The Psychology of Torture
Past Incidents Show Abusers Think Ends Justify the Means
By Shankar Vedantam
Washington Post Staff Writer
Tuesday, May 11, 2004; Page A14
The U.S. troops who abused Iraqis at the Abu Ghraib prison near Baghdad were most likely not pathological sadists but ordinary people who felt they were doing the dirty work needed to win the war, experts in the history and psychology of torture say.
Torturers usually believe they are carrying out the will of their societies -- and feel betrayed when the public professes outrage after the abuses come to light, said a range of historians, activists and psychologists. This mentality has played out in the Israeli-Palestinian struggle, in the conflict in Northern Ireland, during the Holocaust and within the Chicago Police Department.
"When torture takes place, people believe they are on the high moral ground, that the nation is under threat and they are the front line protecting the nation, and people will be grateful for what they are doing," said John Conroy, author of "Unspeakable Acts, Ordinary People," which examined torture in several settings.
What happened at Abu Ghraib, Conroy and other experts said, probably grew out of a shift in American priorities after the Sept. 11, 2001, attacks: the subordination of human rights to victory in the war against terrorism.

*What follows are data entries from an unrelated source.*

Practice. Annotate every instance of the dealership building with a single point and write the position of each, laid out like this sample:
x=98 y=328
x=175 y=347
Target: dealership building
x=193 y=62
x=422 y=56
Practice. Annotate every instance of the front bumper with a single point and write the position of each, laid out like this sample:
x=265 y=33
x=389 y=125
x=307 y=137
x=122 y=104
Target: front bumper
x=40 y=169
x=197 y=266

Large numbers of Americans have asserted since the attacks that the war against terrorism is a new kind of battle that must be fought with new methods, including coercive techniques. Significant portions of the public in opinion polls, military strategists, law experts, and even ethicists and the clergy have endorsed using torture to gain information that could avert terrorist attacks.
Experts have justified torture based on pragmatism, military history and theories of a just war. But coercive measures should be reserved for extreme cases, these experts say, not the situation at Abu Ghraib, where Iraqi detainees were not terrorist leaders.
Human rights activists said such arguments stand on a slippery slope: Once captors are given license to torture, the abuse of large numbers of prisoners usually becomes standard operating procedure.
Post-9/11 Climate
"Since 9/11, the Defense Department has openly adopted stress and duress techniques," said Kenneth Roth, executive director of Human Rights Watch. "We have learned from the Army that there is a 72-point matrix of stress that the Pentagon has adopted to guide interrogators. It outlines different forms of coercion that can be applied. It includes everything from different amounts of sleep deprivation and sensory deprivation, to sensory overload, stripping, hooding, binding detainees in various positions -- essentially everything we have seen in these pictures short of the sexual humiliation."
The Bush administration has said U.S. forces do not use torture. Defense Secretary Donald H. Rumsfeld has called the abusers "un-American" and asserted that the guards were acting on their own. But according to the military investigation into the abuses at Abu Ghraib, guards said they were told to prepare Iraqis for interrogation, and military intelligence personnel commended the abusers for making detainees compliant.
One witness told a military investigation that interrogators had asked guards to "loosen this guy up for us." Another said the abuse was "to get these people to talk." A third said that male detainees "were made to wear female underwear, which I think was to somehow break them down."
While Americans have been shocked by the reports from Baghdad, one poll in October 2001 found that 45 percent of Americans were willing to use torture "if it were necessary to combat terrorism." Much of this support rested on hypothetical scenarios in which a terrorist had knowledge about an attack planned on the United States, and torture was seen as the only way to extract information that could save thousands of lives.
Harvard law professor Alan M. Dershowitz, a self-described pragmatist, said he believes the United States currently employs torture in some circumstances and will continue to do so. A public debate, he said, would ensure that top leaders, not servicemen and women, decide when it is appropriate.
"If someone asked me to draft the statute, I would say, 'Try buying them off, then use threats, then truth serum, and then if you came to a last recourse, nonlethal pain, a sterilized needle under the nail to produce excruciating pain,' " he said. "You would need a judge signing off on that. By making it open, we wouldn't be able to hide behind the hypocrisy."
Dershowitz said the judge might refuse to sign the order, creating a check that does not now exist.